The Introduction to the book presents historical examples of antinomian and legalistic approaches to canon law (antinomianism diminishes or denies the importance of canon law, while legalism overestimates the function of canon law in the life of the Catholic Church).
The Introduction discusses these approaches as threats to the rule of law in the Church, and describes the concept of the rule of law in the thought of various Anglo-American legal theorists.
Chapter One offers an overview of canon law as the "home system" in this comparative study. The remaining chapters consider antinomian and legalistic approaches to the rule of law in light of three specific issues: the sexual abuse crisis, ownership of church property, and the denial of Holy Communion to Catholic public officials.
Chapters Two and Three discuss the failure of the rule of law as a result of antinomian and legalistic approaches to the sexual abuse crisis. Chapters Four and Five compare the concept of property in canon law with that of liberal political theory; they discuss the ownership of parish property in light of diocesan bankruptcies, the relationship between church property and the law of the secular state, and the secularization of Catholic institutions and their property.

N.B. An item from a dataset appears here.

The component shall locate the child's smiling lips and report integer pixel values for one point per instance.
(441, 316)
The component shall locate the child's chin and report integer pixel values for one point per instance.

Chapters Six and Seven raise the indeterminacy claim with regards to canon law and the arguments for and against the denial of Holy Communion to Catholic public officials. Although the three issues arise in the context of the United States, they raise broader theoretical issues about antinomianism, legalism, and the rule of law. Throughout the comparative study, American legal theory functions to clarify these broader issues in canon law. The concluding chapter offers a synthesis of this comparative study.